Dante found her eyes in the nest of sheets. How pathetic he must have looked, crying over something that wasn’t even real. Shelley looked away. And of all the people to see him like this, it had to be her, had to be the girl he once considered a close friend, who he pushed aside in his pursuit of Truth. The writer, the dreamer, the girl blinded by her own fantasies, yet seemingly immune to the fantasy around her.
“How do you—” he started, before cutting the thought short. He didn’t want to know the answer.
“Tell the difference?” finished Shelley. “Isn’t it obvious? None of this has a soul.”
None of this has a soul.
Shelley Eoghan’s whisper had become a deafening cry, a rallying call against all the lies and the delusions of Paradise. Either Dante accepted what was in front of him as real, from Avalon’s calm seas and clear skies to its vacuous hedonism and sexual freedom, or he saw through the lie and discarded this vision of Paradise as the result of misappropriated technology. But to label it a lie would give weight to Shelley’s talk of souls, to the idea that a person could close their eyes and sense the truth through instinct, see the world through a third eye that could pierce the deceptions of matter.
Either way, the road led to the same, inevitable conclusion: that night, when she appeared to save his mother, Arided lied. Either she lied to him about Paradise, or she lied to him about magic and faeries and the Erebus. All Dante could do now was find out which.
If Avalon’s deceptions bothered Joel, he did not show it. The raven swaggered down the gold-and-ivory pathway with his hands clasped behind his head, his silk shirt blowing in the light summer breeze. “Mate, if I’d known about that flamethrower, we would’ve proper aced that bloody thing,” he said. “Kent got lucky.”
Dante mumbled an agreement to keep his friend content, but figured the end result would have been the same either way.
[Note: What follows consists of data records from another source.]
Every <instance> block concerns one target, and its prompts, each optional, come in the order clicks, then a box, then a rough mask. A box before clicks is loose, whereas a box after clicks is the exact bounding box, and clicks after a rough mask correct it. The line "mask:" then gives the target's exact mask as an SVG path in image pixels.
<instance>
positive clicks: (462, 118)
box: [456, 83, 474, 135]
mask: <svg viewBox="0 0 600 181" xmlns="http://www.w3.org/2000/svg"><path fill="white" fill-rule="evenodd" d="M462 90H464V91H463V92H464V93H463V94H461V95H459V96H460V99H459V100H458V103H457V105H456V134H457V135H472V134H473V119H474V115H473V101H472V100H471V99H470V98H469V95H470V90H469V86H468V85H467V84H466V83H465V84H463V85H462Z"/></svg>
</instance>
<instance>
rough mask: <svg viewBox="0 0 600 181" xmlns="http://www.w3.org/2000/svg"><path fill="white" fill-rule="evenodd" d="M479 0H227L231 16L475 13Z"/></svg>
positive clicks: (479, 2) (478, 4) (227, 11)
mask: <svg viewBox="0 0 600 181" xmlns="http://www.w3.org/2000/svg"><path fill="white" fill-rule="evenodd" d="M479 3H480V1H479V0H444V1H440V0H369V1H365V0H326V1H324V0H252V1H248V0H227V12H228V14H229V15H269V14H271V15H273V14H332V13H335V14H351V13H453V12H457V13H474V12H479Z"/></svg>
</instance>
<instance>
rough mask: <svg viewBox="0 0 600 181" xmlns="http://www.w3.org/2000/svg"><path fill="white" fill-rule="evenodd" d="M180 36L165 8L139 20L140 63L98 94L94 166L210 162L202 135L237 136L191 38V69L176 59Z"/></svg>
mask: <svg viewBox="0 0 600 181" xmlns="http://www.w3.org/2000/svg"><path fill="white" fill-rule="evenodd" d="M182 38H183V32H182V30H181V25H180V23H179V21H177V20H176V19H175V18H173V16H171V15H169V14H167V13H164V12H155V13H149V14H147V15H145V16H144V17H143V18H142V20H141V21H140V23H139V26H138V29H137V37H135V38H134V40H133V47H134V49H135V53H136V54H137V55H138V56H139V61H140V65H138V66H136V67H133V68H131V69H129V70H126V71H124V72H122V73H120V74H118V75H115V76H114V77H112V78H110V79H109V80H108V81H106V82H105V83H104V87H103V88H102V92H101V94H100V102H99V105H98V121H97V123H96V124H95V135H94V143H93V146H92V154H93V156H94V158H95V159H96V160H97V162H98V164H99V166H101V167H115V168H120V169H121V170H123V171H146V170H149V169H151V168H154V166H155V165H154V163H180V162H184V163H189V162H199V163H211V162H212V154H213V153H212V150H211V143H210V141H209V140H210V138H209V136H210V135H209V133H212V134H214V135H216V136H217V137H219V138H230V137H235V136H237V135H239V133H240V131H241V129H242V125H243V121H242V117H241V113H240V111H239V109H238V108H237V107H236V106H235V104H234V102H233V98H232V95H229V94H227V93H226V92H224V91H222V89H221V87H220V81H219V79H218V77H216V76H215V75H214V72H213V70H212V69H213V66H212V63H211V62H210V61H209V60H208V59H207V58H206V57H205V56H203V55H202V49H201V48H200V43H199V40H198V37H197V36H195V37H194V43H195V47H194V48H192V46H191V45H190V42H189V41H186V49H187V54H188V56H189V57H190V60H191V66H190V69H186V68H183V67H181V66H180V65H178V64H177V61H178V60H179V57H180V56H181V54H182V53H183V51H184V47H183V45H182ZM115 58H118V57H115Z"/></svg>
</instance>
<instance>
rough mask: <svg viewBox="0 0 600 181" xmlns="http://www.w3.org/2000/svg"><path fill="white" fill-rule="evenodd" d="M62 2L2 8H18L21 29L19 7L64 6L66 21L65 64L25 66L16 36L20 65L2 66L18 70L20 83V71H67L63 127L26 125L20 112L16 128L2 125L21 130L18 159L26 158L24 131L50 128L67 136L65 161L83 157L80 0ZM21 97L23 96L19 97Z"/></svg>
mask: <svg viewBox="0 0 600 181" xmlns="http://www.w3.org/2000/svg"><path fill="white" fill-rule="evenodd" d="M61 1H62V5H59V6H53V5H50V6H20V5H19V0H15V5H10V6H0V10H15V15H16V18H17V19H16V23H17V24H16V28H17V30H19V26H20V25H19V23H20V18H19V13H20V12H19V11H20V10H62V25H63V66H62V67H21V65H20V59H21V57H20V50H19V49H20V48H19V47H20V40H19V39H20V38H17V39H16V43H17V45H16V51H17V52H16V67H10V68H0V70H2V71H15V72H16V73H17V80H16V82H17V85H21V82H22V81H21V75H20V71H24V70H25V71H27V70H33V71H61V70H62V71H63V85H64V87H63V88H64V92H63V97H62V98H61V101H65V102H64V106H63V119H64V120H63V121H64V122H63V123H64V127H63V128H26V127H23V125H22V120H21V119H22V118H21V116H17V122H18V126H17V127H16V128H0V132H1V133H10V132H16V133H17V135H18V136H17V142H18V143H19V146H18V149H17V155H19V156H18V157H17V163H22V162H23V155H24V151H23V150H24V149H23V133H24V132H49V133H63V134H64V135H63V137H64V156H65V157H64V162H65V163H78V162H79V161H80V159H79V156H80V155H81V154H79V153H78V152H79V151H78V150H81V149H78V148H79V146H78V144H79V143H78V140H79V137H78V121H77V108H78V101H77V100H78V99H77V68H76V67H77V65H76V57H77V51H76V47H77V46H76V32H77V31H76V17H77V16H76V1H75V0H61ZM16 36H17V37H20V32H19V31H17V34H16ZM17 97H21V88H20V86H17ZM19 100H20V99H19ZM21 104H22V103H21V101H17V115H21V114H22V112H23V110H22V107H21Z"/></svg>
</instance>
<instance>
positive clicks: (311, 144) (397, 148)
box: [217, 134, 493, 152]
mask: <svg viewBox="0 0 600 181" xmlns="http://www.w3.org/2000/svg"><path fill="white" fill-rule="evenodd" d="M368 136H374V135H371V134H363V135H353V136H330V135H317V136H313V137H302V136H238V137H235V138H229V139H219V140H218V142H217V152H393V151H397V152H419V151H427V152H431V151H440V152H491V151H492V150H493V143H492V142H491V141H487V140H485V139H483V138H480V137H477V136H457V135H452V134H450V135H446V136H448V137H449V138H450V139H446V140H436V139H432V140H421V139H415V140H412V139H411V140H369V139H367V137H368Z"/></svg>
Had Joel a flamethrower, he would have likely burned the mansion down to a cinder, laughing all the way to his fiery death.
“Still, we’ve got all week, right?” Joel slapped Dante on the shoulder. “Plenty of time to get a bit of practise in and set some high scores. Gotta make the most of what we’ve got, yeah?”
“Yeah,” Dante replied. Not three hours into their holiday, and already Avalon was working its charms on people. By the end of the week, they might never want to leave.
He had to save them. Just as he studied Theia’s orbit to prove its fall a millennium away, Dante had to scour every corner of Avalon to find the unquestionable, scientifically sound evidence he needed to prove what was real, and what was not.
To prove which was the lie, and which was the truth.